Nick Cave in 20,000 Days on Earth. Picturehouse Entertainment

Pero vayamos por partes y maticemos antes las impresiones del vocalista de los Bad Seeds. Porque, al fin y al cabo, ¿pueden las mejores películas (o canciones) realmente agotarse? Nos podemos cansar durante un tiempo de ellas, podemos memorizarlas al dedillo y hasta podemos conocer todas las motivaciones de sus creadores, pero algo logra atraernos todavía en cada nuevo visionado (o escucha). Lo plasma así Paul Schrader en su memorable ensayo sobre el canon cinematográfico: “Lo eterno es condición sine qua non de lo canónico (…) el gran arte “resiste”, puede ser experimentado repetidamente, ser apreciado por generaciones sucesivas; con el tiempo, crece su importancia en el contexto. (…) Títulos que fueron flor de un día, fiascos, en el momento de su estreno —Ciudadano Kane, Vértigo, Centauros del desierto— han devenido árboles de hoja perenne”. Dicho esto, es probable que varios de los filmes que han marcado este 2014 no soporten el paso del tiempo y que otras propuestas, todavía fuera de foco o ninguneadas en las impulsivas listas anuales, sobresalgan a largo plazo, una vez su alcance se perciba en futuros cineastas y espectadores.
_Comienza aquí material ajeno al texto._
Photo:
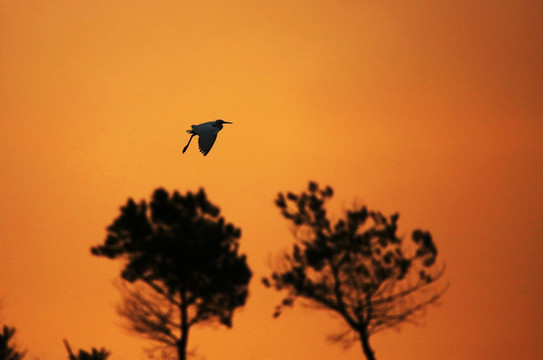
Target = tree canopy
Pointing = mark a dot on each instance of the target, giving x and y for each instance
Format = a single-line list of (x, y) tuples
[(357, 267), (185, 253)]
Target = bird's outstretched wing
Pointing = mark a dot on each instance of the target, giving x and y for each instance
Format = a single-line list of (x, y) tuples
[(205, 142)]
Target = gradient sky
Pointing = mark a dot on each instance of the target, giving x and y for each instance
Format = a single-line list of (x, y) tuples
[(433, 109)]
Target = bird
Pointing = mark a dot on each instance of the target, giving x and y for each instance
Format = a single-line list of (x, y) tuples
[(207, 134)]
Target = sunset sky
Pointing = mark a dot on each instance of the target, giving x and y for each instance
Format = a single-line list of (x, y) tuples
[(432, 109)]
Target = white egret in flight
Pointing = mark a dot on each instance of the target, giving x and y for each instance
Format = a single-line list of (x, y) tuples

Es difícil saberlo, pero Stella Cadente podría convertirse en una de esas películas que ganan relevancia con el transcurrir de los años. Al menos, por lo que a mí respecta, su recuerdo me ha arropado durante largos meses con una deliciosa intensidad, que me ha devuelto una y otra vez a ese castillo en el que Amadeo I (Àlex Brendemühl) daba rienda suelta a sus placeres, soñaba con una España diferente y se (des)encontraba con el amor. Las cuidadas composiciones del filme (que remiten tanto a la pintura —Goya, Courbet, Caravaggio…— como a los interiores de Manoel de Oliveira) convierten ese lugar en una suerte de receptáculo del imaginario estético-sentimental de Lluís Miñarro, que llena de capas y citas su película sin que ello logre saturarnos. Quizás porque Stella Cadente es antes una estancia abierta en la que perderse (y gozar libremente) que una habitación cerrada solo accesible a quienes dispongan de la llave de sus inagotables referentes.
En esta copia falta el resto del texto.